Expert Advice: Keeping Debt in Check
Credit experts advise borrowers to keep revolving debt below 30% of their available credit to limit the effect of high balances. However, the aggregate credit card utilization rate stands at over 21%. “If you have five credit cards with utilization rates around 20%, you have a lot of debt out there,” warns Howard Dvorkin, a certified public accountant and chairman of Debt.com. “People are living a life they can’t afford right now, and they’re putting the balance on credit cards.”
Generation Gap: Who’s Most Likely to Max Out?
Gen Xers in their 40s and 50s are most likely to have maxed out a credit card or come close in the past two and a half years, with 27% having done so. Millennials follow closely, with 23% maxing out their credit cards, while Baby Boomers trail behind at 17%. Gen Z young adults are the least likely to have maxed out a card.
Delinquency Rates on the Rise
Cardholders who have maxed out or come close to maxing out their credit cards are more likely to become delinquent. Credit card delinquency rates are already higher across the board, according to the Federal Reserve Bank of New York and TransUnion. A debt is considered delinquent when a borrower misses a full billing cycle without making a payment, which can damage credit scores and impact interest rates.

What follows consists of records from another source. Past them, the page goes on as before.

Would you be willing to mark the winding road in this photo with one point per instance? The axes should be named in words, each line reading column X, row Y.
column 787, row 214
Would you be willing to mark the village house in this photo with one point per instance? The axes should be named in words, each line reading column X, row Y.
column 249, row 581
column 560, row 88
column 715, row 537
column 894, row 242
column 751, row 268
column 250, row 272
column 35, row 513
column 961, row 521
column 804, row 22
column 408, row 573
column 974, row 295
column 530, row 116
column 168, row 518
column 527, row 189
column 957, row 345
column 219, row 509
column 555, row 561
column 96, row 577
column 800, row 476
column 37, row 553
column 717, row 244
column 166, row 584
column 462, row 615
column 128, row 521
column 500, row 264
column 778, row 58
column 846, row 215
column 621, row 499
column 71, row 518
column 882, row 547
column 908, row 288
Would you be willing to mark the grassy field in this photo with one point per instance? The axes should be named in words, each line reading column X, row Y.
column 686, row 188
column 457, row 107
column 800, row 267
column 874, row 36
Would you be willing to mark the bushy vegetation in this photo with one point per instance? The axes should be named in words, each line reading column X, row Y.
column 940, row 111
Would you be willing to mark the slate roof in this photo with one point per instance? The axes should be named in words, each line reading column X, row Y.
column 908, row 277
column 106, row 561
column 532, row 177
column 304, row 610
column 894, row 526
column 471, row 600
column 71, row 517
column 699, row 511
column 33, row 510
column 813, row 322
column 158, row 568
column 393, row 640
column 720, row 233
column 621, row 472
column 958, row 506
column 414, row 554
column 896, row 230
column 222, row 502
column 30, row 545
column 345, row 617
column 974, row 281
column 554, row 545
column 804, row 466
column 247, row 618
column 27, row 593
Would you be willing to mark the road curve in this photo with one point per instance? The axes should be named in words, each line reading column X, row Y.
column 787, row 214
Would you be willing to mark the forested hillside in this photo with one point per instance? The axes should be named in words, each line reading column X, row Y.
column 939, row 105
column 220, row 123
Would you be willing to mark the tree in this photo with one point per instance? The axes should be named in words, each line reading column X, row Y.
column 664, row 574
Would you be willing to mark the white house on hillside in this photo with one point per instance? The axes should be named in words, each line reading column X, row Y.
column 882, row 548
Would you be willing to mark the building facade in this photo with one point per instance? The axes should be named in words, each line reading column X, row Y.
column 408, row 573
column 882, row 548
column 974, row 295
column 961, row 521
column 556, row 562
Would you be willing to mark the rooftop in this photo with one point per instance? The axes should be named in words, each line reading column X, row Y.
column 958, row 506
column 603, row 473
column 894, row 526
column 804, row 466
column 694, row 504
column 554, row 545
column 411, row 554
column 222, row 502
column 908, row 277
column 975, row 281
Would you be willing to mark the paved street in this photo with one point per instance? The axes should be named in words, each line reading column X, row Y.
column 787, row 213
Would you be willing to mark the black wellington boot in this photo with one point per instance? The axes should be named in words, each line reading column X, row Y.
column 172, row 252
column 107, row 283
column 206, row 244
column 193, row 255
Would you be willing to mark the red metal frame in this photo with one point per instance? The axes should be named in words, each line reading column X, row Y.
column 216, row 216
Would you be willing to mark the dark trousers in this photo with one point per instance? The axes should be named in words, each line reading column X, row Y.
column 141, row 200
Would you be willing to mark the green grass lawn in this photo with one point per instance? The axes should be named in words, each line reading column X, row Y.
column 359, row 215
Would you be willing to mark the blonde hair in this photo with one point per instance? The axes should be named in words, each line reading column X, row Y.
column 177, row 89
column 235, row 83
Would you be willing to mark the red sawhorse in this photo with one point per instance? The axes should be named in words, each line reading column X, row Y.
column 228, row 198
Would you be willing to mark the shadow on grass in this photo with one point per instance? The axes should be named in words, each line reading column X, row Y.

Improving Your Credit Standing
So, what’s the solution? Paying bills on time every month, and in full if possible, is crucial to improving credit standing. “Understand that if you don’t, then whatever you buy, over time, will end up costing you double,” advises Dvorkin. By taking control of your finances and making timely payments, you can avoid the debt trap and build a stronger financial future.